Mathis was the clown prince of American soccer at the time. He was talented but unreliable. He was a beer-guzzling white Southerner with a Mohawk haircut. The guy was crazy—and he had a better nose for the goal than any other American striker at the time. Sure, Landon Donovan had been scoring more, but Donovan was speedy and persistent, had a Puritanical American work ethic. Mathis, on the other hand, was slightly fat and seemed to have A.D.D. But he also had surprising instincts and quickness. So when the U.S. midfielder John O’Brien bounced a well-placed ball into the South Korean penalty area, Mathis ran alongside it, found an inch of space between the defenders pressing against him, and flicked the ball past the South Korean keeper and into the net.

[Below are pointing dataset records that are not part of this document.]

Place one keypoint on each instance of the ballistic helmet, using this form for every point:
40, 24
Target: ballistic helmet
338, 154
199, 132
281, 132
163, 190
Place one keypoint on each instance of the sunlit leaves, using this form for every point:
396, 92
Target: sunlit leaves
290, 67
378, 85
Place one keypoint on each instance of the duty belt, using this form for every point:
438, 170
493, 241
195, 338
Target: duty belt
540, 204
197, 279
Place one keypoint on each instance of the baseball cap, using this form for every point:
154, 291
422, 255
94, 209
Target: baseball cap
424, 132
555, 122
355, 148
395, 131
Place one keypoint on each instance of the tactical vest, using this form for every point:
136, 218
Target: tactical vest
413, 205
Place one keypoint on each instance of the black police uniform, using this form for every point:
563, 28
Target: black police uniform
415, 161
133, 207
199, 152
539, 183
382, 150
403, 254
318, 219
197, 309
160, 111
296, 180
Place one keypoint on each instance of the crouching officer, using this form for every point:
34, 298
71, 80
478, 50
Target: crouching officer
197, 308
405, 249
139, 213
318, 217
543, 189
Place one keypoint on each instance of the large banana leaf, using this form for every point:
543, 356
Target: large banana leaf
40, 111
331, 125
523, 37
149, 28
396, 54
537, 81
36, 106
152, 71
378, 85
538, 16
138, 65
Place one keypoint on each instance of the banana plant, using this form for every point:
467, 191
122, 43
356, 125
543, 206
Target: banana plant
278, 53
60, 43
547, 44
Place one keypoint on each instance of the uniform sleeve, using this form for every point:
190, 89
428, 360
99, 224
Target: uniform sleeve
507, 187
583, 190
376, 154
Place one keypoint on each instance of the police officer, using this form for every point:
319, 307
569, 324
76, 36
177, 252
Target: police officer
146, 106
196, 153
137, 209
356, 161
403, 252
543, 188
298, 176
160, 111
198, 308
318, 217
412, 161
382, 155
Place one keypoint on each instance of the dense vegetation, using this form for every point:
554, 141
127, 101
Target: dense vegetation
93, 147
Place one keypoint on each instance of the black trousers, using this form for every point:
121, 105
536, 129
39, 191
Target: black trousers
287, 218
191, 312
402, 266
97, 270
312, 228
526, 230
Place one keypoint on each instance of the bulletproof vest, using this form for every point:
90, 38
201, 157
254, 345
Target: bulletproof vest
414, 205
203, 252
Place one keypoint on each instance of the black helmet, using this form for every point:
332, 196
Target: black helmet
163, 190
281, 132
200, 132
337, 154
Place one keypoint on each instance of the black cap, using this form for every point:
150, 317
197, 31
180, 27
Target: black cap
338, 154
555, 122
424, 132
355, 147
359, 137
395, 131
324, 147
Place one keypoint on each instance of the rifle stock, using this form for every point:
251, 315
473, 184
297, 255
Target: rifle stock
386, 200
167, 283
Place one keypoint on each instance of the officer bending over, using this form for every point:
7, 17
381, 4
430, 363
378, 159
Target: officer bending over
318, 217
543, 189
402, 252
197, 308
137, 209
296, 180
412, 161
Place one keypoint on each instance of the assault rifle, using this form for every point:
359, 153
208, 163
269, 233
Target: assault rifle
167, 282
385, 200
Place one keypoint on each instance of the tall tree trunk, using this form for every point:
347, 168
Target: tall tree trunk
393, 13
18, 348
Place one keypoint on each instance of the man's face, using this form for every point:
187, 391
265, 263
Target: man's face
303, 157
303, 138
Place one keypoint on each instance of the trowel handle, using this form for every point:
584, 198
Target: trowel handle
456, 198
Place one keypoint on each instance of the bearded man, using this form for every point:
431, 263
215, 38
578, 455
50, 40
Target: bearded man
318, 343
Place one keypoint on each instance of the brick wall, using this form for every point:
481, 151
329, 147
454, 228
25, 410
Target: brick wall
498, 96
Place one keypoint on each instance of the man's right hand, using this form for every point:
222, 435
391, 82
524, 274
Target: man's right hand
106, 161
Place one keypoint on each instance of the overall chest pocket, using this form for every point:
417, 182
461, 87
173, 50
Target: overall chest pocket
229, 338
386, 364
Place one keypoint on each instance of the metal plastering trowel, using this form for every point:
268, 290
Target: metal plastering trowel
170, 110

In this moment of grace, Clint Mathis stilled the red thundersticks of South Korea. This is one of my favorite soccer memories. And the truth is, my memories of playing in and watching soccer games are surprisingly vibrant. Not entire games, but moments. I can remember how it felt, sliding in the dirt, just barely getting my toe on the ball in a high school game seventeen years ago, watching the ball roll into the opponent’s net. I can also remember the taste of the weird honey tea our high school coach made us drink during cold, rainy games in October. I can remember the first time I saw Zinedine Zidane run with the ball during the 1998 World Cup; I can remember wanting the camera to stay focused on his feet. I can remember watching the U.S.A.-Colombia game in 1994, in the middle of the night, with a befuddled Irish innkeeper who didn’t understand how one of his young American guests had learned to love football.
But as Proust wrote, “People foolishly imagine that the vast dimensions of social phenomena afford them an excellent opportunity to penetrate farther into the human soul; they ought, on the contrary, to realize that it is by plumbing the depths of a single personality that they might have a chance of understanding those phenomena.” Proust reminds us here that culture is not a dry template, but a living force comprised of the minds and memories of individual human beings. What my memories are teaching me about American soccer is different from the boring debate about whether the U.S. will ever be a first-rate soccer nation. Can the sport transcend suburban mediocrity in this country? It already has. Clint Mathis was playing in the Red Bulls-Fire game at Giants Stadium last week, and although he didn’t score and didn’t have any effect on the thunderstick-wielding grade-schoolers of New Jersey, he played well enough to remind me of a moment five years ago, in a crowded pub at two in the morning, when the thundersticks fell silent, and of another moment before that, when Zidane headed in the winner against Brazil, and a moment before that, when Marcelo Balboa timed a bicycle kick just right but the ball he struck bounced tragically off the crossbar. It’s not only about the quality of play, or “the product on the field.” It’s about wanting all that—about hunger, the hope for beauty. It’s not a question of how many fans, but of what those fans remember.